皆さんの周りに、介護をされている方、介護のために離職された方はいらっしゃいますか。労働者の約7割が将来の介護への不安や危機感を感じているとあります。年間約10万人が介護離職を余儀なくされています。ちなみに介護離職者で最も多い年代は50歳代、次いで40歳代との調査結果もあります。また、介護疲労に伴うプレゼンティーズムについての調査によると、介護による肉体疲労やストレスを感じている人はそうでない人と比較して、仕事中の居眠りやイライラ、気分の落ち込み、ヒヤリハットを経験している割合が高いとの結果もあるようです。

 介護は他人事ではなく、すべての従業員が当事者となる可能性がありますし、起こってからでは対応が後手に回り、介護する側される側ともに辛い状況になってしまうことがあります。

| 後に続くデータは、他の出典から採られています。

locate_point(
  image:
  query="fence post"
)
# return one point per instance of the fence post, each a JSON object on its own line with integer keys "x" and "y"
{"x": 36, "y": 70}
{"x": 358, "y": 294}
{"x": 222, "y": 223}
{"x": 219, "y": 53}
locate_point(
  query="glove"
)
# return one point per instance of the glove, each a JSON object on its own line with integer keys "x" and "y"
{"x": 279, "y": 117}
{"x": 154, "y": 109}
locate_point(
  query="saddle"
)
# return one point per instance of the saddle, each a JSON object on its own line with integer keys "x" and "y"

そうならないためにも日頃から職場でも話せる環境づくりは大切になってきます。そして、介護は経過も状況も個別性が高いものですので、アドバイス等する際は自分の経験を押し付けない配慮も必要になります。

 「自分の親はまだまだ介護は関係ない!」、逆に「全部自分がやらなければ!」「仕事を辞めて介護に専念しなければ!」等の誤った誤解もあります。当事者になると余裕がなくなり難しいことですが、一人で抱え込まず周りに話したり相談することです。介護のプロは、「介護のためにどうしても仕事を辞めなければいけないケースは1件もない!」と言っています。厚労省からも「仕事と介護の両立支援ガイド」として、わかりやすく情報が提供されていますので是非活用してみましょう。

 自分の大切な人生や生活を守りながら、できることを行っていければと思っています。